Third, CAPS-5 PTSD diagnosis was moderately associated with CAPS-IV diagnosis when the basic CAPS-5 SEV2 and CAPS-IV F1/I2 scoring rules were used, but strongly associated when the requirement of a minimum total severity score was added (26 for SEV2 score and 50 for F1/I2). This indicates strong backward compatibility between CAPS-5 and CAPS-IV when they are optimally calibrated. Fourth, interrater reliability was good for both SEV2 and F1/I2 and perfect for SEV2/26 and F1/I2/50, indicating little measurement error due to rater. Last, CFA indicated that the four-factor DSM–5 model provided adequate fit to the CAPS-5 data, but that the seven-factor Hybrid model provided good fit and was the best-fitting model overall. Thus, the present study replicated previous self-report CFA studies of the DSM–5 PTSD criteria and extended findings to the structured interview format.

DSM–5 versus DSM–IV criteria

Correspondence of CAPS-5 with CAPS-IV

A key issue we addressed is the comparability of DSM–5 and DSM–IV PTSD diagnostic criteria. Our findings indicate that CAPS-5 and CAPS-IV diagnoses closely correspond when properly calibrated. Accordingly, the great majority of participants are classified the same despite the DSM–5 revisions to both the PTSD criteria and the CAPS. Further, the level of discordance was nearly identical to that found for test–retest reliability of the CAPS-5. This indicates that the discordance between DSM–5 and DSM–IV is no greater than the discordance found between independent administrations of the CAPS-5, which could result either from measurement error (due to occasions, interviewers, or the interaction of occasions and interviewer) or actual changes in participants’ diagnostic status in the retest interval.

Sources of diagnostic discordance

The new DSM–5 requirement of at least one avoidance symptom is one potential source of diagnostic discrepancy because it is possible to meet the DSM–IV C criterion without any avoidance symptoms. In the National Stressful Events Survey Kilpatrick et al. (2013) identified the new avoidance requirement (along with exclusion of nonviolent death as a Criterion A event) as one of the two main sources of discrepancy between DSM–IV and DSM–5. We did not replicate Kilpatrick et al.’s (2013) finding. Instead, in the initial CAPS-5 SEV2 versus CAPS-IV F1/I2 comparison we found that only one participant had a diagnostic discrepancy because of failure to meet the new avoidance requirement, and even this one participant was no longer discrepant in the calibrated SEV2/26 versus F1/I2/50 comparison.

There are several methodological differences between the present study and the Kilpatrick et al. study that might account for this failure to replicate, including sample size, population, and instrumentation.
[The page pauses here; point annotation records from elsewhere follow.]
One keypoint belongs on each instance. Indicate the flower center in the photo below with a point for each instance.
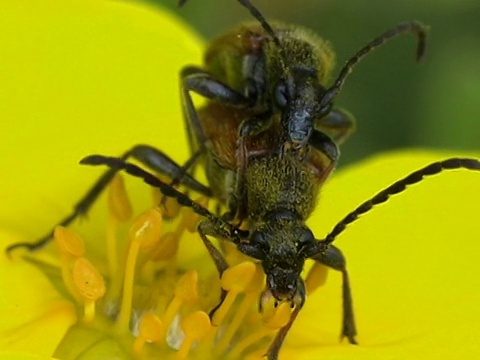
(142, 302)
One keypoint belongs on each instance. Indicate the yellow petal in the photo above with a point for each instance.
(81, 77)
(412, 263)
(34, 315)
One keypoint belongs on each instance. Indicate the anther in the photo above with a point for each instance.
(89, 285)
(234, 280)
(195, 326)
(151, 329)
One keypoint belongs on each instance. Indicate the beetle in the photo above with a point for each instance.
(279, 70)
(278, 236)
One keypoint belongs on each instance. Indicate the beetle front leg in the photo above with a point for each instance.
(147, 155)
(334, 259)
(338, 124)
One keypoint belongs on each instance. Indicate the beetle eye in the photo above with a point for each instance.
(305, 237)
(280, 95)
(250, 90)
(258, 240)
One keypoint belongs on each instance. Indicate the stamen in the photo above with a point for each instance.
(191, 219)
(251, 296)
(195, 327)
(119, 211)
(89, 285)
(317, 276)
(185, 291)
(144, 233)
(278, 320)
(70, 247)
(151, 329)
(234, 280)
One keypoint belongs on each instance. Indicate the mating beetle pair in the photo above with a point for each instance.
(268, 138)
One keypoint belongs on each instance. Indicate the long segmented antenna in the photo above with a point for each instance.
(398, 187)
(256, 14)
(152, 180)
(413, 27)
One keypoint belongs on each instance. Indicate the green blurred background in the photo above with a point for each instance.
(397, 103)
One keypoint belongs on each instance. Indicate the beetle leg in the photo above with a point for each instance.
(202, 83)
(273, 350)
(333, 258)
(338, 124)
(148, 156)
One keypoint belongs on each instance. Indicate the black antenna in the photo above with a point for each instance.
(416, 28)
(166, 189)
(256, 14)
(398, 187)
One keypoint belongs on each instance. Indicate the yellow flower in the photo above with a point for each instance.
(82, 77)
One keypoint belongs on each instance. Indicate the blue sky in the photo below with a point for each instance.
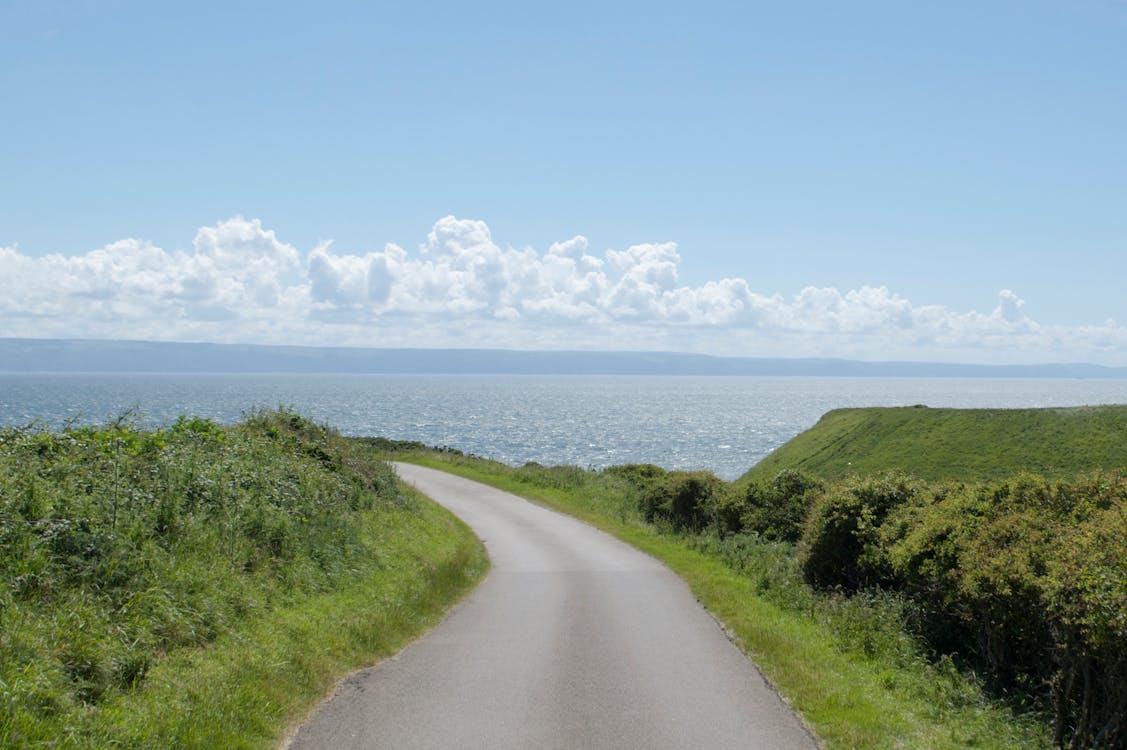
(869, 179)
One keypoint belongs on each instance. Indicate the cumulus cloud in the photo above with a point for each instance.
(460, 288)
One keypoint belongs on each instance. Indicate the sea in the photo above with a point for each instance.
(724, 424)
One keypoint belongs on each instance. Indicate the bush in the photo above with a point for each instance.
(775, 511)
(120, 546)
(680, 499)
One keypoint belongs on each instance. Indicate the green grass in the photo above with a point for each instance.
(204, 585)
(844, 664)
(959, 444)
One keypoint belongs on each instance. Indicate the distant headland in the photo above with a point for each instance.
(105, 355)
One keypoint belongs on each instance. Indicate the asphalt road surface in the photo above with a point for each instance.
(575, 640)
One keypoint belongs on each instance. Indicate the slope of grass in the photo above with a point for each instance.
(959, 444)
(845, 664)
(204, 585)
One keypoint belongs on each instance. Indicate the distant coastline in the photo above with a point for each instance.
(62, 355)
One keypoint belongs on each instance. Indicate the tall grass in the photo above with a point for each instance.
(852, 667)
(200, 585)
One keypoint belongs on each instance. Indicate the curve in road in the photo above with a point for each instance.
(575, 640)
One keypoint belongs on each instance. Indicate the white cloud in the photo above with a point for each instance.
(239, 282)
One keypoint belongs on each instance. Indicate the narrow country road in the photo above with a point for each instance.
(575, 640)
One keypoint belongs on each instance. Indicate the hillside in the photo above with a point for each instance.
(965, 444)
(97, 355)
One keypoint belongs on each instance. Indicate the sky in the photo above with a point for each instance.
(873, 181)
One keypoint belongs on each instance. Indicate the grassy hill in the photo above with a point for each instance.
(965, 444)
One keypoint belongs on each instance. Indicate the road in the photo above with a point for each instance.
(574, 640)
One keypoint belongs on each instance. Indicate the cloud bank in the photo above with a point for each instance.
(240, 283)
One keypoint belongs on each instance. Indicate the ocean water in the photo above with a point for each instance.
(724, 424)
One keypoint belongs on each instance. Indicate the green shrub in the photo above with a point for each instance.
(775, 511)
(121, 546)
(841, 538)
(680, 499)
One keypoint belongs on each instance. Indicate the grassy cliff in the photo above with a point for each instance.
(959, 444)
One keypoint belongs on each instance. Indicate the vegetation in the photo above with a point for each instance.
(955, 444)
(203, 585)
(854, 667)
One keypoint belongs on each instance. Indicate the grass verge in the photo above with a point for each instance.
(204, 585)
(844, 664)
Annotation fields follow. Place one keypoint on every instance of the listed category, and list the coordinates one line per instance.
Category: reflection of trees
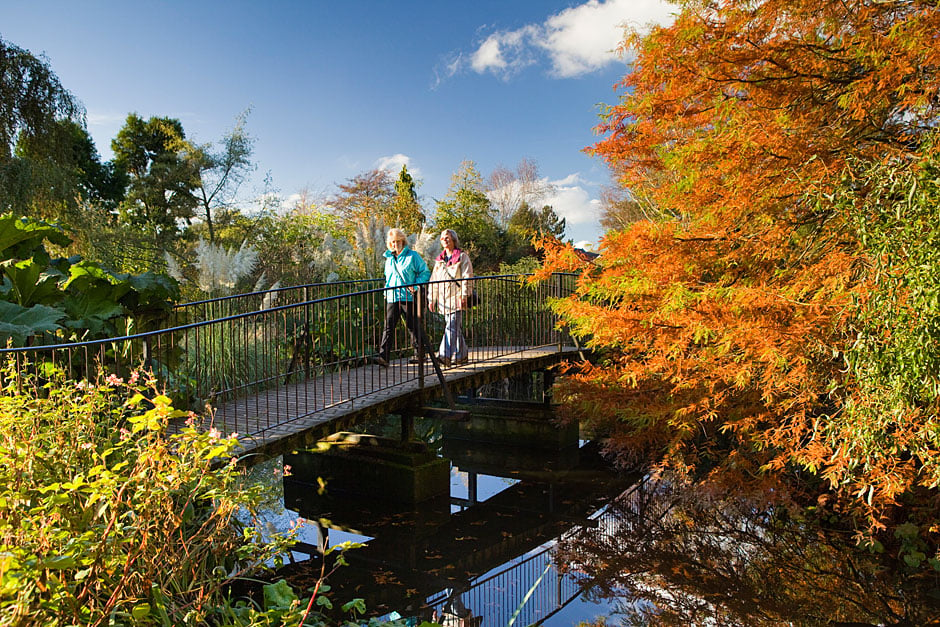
(692, 557)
For example, the Kilpatrick et al. study involved a very large (N = 2,953) national sample of adults, whereas the present study involved a small convenience sample of veterans, so the failure to replicate may be due to inadequate power or differences in populations. Perhaps more importantly, though, the Kilpatrick et al. study used a self-report survey instrument, whereas we used clinical interviews, so the failure to replicate may be due to assessment modality. Given that the source of the discrepancy involves the avoidance symptoms, which are negative (deficit) symptoms, it is plausible that respondents may be less aware of their avoidance and thus less likely to report it on self-report measures—and conversely more likely to report them on interviews when prompted by the interviewer. More research is needed to determine whether the new avoidance requirement is a significant source of diagnostic discrepancy between DSM–5 and DSM–IV PTSD and under what conditions it might be observed. In any case, in the present study the new avoidance requirement was not a source of diagnostic discrepancy.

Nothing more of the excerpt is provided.